The Eighty-Dollar Champion: Snowman, the Horse That Inspired a Nation by Elizabeth Letts. Ballantine Books 2011.
Harry de Leyer first laid eyes on Snowman at a horse auction in February of 1956. Harry gave riding lessons at The Knox School, a private school for girls, and on this day he was looking for a quiet school horse to add to his stable. Delayed by bad weather, he arrived late and the auction had already concluded. Not wanting to waste his trip, Harry looked over the auction rejects, the horses that were bound for slaughter. One big white fellow caught his eye, and Harry asked to take a closer look at him. Something about the horse spoke to Harry and he decided to take a chance on the gelding. He purchased the horse for $80. It was the beginning of a life-changing relationship for both of them.
Named Snowman by the de Leyer family, the new horse soon proved to be a quiet, reliable mount. When a neighbour came looking for a good horse for his beginner son to ride, Harry sold Snowman to him, knowing the horse would have a good home. But Snowman had other ideas. For Snowman, Harry’s stable was home. It was where he wanted to be. And he returned home, jumping whatever fences needed jumping to get there, several times before Harry bought him back. Could it be that the horse had a hidden talent as a jumper?
When Harry rescued Snowman from the knacker’s truck, his scars showed that he had been used as a plow horse. And yet, by 1958 Snowman was jumping at the country’s most prestigious show at Madison Square Gardens. He became the first horse in history to win the Professional Horsemens’ Association and American Horse Shows Association Horse of the Year honors two years in a row.
Letts does a good job of telling Snowman’s rag-to-riches Cinderella story. At a time when the horse show circuit was dominated by rich amateurs with expensive thoroughbreds, Snowman stole the hearts of people across America. He even became a TV star of sorts, appearing on The Tonight Show with a young Johnny Carson. The Eighty-Dollar Champion is also the story of Harry, a Dutch immigrant looking to find a place for himself in a new land, his wife and their brood of children.
I was familiar with Snowman’s story, having long ago read Rutherford Montgomery’s 1962 account titled simply Snowman. I still enjoyed this fresh telling of Snowman’s tale. Letts provides interesting background information about the horse trade, Knox and it pupils, New York society and other details. At the time Snowman found himself bound for the meat market, the horse was being replaced on farms across America by tractors and mechanized equipment. Letts observes that this change at least meant that people who didn’t care for horses didn’t have to own them. Yet, more than 50 years later, some things haven’t changed. You can still go down to the Kitchener Stockyards in Ontario and find many perfectly sound horses being dumped by their owners. Some still find homes with riding stables. The ones who aren’t so lucky still end up at the slaughter-house. Thoroughbreds and Standardbreds live perilous lives. For many in the business, horses are just a commodity, and for every winner, there are many losers who live hard lives.

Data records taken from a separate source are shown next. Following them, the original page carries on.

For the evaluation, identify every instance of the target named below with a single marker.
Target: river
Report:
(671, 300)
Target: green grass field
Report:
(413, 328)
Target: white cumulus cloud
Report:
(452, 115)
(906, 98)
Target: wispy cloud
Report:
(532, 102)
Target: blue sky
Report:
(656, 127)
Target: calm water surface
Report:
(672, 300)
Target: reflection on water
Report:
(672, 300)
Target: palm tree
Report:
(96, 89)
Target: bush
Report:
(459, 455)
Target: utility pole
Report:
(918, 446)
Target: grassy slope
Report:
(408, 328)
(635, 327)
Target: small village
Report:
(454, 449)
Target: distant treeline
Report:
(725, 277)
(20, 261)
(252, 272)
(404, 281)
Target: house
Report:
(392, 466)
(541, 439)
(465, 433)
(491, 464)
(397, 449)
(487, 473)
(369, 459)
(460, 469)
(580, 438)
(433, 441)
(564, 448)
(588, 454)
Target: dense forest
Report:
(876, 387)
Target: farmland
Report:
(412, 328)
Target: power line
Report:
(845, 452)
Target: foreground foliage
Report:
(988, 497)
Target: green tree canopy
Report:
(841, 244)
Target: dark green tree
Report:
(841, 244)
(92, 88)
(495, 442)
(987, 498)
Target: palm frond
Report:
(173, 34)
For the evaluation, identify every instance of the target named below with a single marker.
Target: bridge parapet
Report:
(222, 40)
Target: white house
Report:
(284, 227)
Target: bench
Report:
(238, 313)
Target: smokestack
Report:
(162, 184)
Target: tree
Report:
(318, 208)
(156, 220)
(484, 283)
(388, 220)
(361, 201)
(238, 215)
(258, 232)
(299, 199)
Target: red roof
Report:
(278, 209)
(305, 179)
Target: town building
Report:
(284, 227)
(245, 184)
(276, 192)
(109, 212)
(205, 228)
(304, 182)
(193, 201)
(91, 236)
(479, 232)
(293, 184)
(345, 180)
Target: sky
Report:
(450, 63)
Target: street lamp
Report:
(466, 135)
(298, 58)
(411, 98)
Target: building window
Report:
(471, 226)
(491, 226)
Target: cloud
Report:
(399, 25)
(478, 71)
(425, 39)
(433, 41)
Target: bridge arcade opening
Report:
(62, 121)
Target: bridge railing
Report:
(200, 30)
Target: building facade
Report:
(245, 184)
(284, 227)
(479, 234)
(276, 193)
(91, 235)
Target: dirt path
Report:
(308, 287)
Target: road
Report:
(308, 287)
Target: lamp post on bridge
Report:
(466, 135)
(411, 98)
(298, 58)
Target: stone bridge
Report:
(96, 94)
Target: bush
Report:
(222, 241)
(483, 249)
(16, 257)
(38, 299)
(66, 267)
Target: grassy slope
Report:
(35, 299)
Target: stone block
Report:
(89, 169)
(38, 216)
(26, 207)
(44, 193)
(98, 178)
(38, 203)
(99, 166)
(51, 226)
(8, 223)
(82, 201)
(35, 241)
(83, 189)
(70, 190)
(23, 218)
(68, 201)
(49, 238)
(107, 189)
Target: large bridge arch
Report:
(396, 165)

My favorite element in Snowman’s story is Harry’s loyalty to his beloved horse. When Snowman was at his peak, Harry was offered a small fortune for his jumping star. With a large family to support, Harry could surely have used the money. But he didn’t sell Snowman. Instead, Snowman retired to pasture on de Leyer’s farm and peacefully lived out his days until his death from kidney failure at the age of 26.